The polyspecific organic cation transporters 1 and 2 ( Oct1 and -2) transport a broad range of substrates, including drugs, toxins, and endogenous compounds. Their strategic localization in the basolateral membrane of epithelial cells in the liver, intestine ( Oct1), and kidney ( Oct1 and Oct2) suggests that they play an essential role in removing noxious compounds from the body. We previously showed that in Oct1(-/-) mice, the hepatic uptake and intestinal excretion of organic cations are greatly reduced. Since Oct1 and Oct2 have extensively overlapping substrate specificities, they might be functionally redundant.

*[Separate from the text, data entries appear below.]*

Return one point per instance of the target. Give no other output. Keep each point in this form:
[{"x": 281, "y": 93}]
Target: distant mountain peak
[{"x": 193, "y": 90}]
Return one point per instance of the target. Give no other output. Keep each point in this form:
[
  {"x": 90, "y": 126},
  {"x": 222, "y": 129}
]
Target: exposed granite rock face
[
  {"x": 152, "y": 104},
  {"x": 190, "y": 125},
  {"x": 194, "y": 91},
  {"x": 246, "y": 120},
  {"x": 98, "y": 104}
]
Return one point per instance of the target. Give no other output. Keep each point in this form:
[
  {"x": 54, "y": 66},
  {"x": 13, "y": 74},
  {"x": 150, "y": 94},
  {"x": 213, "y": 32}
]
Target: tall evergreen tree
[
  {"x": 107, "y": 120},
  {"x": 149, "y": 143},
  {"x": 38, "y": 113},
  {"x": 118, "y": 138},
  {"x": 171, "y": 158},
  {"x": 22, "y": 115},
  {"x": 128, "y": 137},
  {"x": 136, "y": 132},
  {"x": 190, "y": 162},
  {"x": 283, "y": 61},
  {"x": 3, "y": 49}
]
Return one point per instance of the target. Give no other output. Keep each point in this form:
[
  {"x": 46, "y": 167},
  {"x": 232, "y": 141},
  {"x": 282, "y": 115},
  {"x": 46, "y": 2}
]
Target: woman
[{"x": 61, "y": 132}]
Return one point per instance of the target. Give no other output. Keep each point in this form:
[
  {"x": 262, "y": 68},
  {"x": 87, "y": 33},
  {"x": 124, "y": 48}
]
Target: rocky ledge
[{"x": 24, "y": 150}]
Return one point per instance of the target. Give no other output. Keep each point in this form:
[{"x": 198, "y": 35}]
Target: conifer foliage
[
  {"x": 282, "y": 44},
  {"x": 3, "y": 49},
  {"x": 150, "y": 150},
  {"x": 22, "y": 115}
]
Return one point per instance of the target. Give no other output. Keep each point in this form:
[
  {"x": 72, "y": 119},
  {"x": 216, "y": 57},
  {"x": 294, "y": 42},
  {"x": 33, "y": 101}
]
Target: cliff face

To investigate the pharmacologic and physiologic roles of these proteins, we generated Oct2 single-knockout and Oct1/2 double-knockout mice. Oct2(-/-) and Oct1/2(-/-) mice are viable and fertile and display no obvious phenotypic abnormalities. Absence of Oct2 in itself had little effect on the pharmacokinetics of tetraethylammonium (TEA), but in Oct1/2(-/-) mice, renal secretion of this compound was completely abolished, leaving only glomerular filtration as a TEA clearance mechanism. As a consequence, levels of TEA were substantially increased in the plasma of Oct1/2(-/-) mice. This study shows that Oct1 and Oct2 together are essential for renal secretion of (small) organic cations. A deficiency in these proteins may thus result in increased drug sensitivity and toxicity.[1]